REGIONAL ANESTHESIA AND PAIN MEDICINE

The Effect of Epidural Anesthesia on Respiratory Distress Induced by Airway Occlusion in Isoflurane-Anesthetized Cats

Tohru Ide, MD, Yumi Okitsu, MD, Shino Nehashi, MD, Fumiko Yamamoto, MD, and Takashi Nishino, MD

Department of Anesthesiology, Chiba University School of Medicine, 1-8-1 Inohana, Chuo-ku, Chiba-shi, Chiba 260-8670, Japan

Address correspondence and reprint requests to Dr. Tohru Ide, Department of Anesthesiology, Chiba University School of Medicine, 1-8-1 Inohana, Chuo-ku, Chiba-shi, Chiba 260-8670, Japan. Address e-mail to ide{at}med.m.chiba-u.ac.jp

The role of afferent information from the chest wall in the genesis of dyspnea is not fully elucidated. We have developed an animal model for the study of airway occlusion (AO) and proposed new concepts of minimum alveolar anesthetic concentration for AO (MACAOR) and the duration from the start of AO to the onset of the positive motor response (DOCCL) to evaluate respiratory distress quantitatively. We examined the effects of thoracic epidural anesthesia on respiratory distress by using our animal model. Adult cats (n = 24) were anesthetized with isoflurane, and an epidural catheter was placed after T9 laminectomy. After determination of MACAOR, DOCCL was measured. Animals were then randomly assigned into three groups: the EPD Group (n = 12) received epidural 1% lidocaine (0.4 mL/kg), IM saline (0.4 mL/kg), and saline infusion. The IM Group (n = 6) received epidural saline (0.4 mL/kg), IM 1% lidocaine (1 mL/kg), and saline infusion. The PHE Group (n = 6) received epidural 1% lidocaine (0.4 mL/kg) and IV phenylephrine (0.5–1 µg · kg-1 · min-1) to maintain a stable arterial blood pressure. DOCCL and MACAOR were measured in each animal at 15 min after the administration of drugs. Plasma lidocaine concentrations were measured before and after epidural or IM injection. DOCCL was significantly longer after epidural injection in all groups than before the injection. Although there was no significant difference in the values of MACAOR between before and after the epidural injection in the EPD Group, the IM administration of lidocaine in the IM Group significantly reduced MACAOR. Plasma concentrations of lidocaine were similar in all groups at all measurement points. Our data indicate that thoracic epidural anesthesia using 1% lidocaine significantly reduced respiratory distress induced by AO. This effect is most likely caused by a systemic effect of lidocaine rather than by reduced afferent information from the chest wall.

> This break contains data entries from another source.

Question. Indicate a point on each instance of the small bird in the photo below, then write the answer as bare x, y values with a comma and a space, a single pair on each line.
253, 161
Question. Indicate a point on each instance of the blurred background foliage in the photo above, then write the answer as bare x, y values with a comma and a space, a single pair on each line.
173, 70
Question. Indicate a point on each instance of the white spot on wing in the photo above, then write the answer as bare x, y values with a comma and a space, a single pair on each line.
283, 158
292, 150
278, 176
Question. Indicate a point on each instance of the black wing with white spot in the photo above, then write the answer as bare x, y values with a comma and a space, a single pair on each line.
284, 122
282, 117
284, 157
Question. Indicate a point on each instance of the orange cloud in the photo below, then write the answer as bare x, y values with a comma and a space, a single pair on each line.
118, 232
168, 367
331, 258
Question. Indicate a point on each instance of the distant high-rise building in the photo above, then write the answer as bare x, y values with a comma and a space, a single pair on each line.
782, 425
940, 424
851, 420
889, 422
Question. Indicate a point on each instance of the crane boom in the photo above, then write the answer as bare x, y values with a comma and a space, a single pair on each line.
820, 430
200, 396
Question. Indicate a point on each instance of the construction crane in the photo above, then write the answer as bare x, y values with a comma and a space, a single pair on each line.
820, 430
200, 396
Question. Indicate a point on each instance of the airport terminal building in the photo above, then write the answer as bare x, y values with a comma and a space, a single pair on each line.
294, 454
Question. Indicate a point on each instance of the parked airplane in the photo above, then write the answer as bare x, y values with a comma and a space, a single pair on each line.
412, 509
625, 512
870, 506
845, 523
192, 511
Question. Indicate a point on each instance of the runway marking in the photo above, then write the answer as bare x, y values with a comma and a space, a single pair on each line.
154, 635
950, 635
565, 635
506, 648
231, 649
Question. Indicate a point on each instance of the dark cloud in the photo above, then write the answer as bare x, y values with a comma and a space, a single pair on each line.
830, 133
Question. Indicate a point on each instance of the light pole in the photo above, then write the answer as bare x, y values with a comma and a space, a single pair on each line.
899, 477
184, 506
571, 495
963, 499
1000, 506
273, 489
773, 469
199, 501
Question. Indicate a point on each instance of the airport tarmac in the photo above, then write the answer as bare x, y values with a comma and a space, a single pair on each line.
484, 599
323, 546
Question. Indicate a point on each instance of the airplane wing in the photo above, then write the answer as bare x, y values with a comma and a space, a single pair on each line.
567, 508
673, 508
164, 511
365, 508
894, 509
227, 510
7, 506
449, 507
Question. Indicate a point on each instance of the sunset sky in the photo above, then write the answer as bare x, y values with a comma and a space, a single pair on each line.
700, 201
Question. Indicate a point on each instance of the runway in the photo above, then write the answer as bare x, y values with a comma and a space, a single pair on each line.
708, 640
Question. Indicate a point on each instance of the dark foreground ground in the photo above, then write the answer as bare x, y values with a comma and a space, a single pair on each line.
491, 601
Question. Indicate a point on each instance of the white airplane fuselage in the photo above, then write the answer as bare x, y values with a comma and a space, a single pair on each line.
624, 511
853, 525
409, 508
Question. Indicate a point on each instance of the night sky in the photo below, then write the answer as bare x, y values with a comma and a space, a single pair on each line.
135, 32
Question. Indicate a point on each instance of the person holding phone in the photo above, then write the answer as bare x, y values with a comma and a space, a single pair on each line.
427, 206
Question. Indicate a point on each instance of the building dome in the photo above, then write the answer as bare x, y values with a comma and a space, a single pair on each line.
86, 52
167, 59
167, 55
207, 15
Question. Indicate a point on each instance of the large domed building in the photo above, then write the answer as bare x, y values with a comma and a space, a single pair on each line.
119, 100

Implications: Thoracic epidural anesthesia reduced respiratory distress induced by airway occlusion. This effect is most likely caused by the systemic effect of lidocaine, rather than by the reduced afferent information from the chest wall.







Lippincott, Williams & Wilkins Anesthesia & Analgesia® is published for the International Anesthesia Research Society® by Lippincott Williams & Wilkins with the assistance of Stanford University Libraries' HighWire Press®. Copyright 2006 by the International Anesthesia Research Society. Online ISSN: 1526-7598   Print ISSN: 0003-2999 HighWire Press
Copyright © 2001 by the International Anesthesia Research Society.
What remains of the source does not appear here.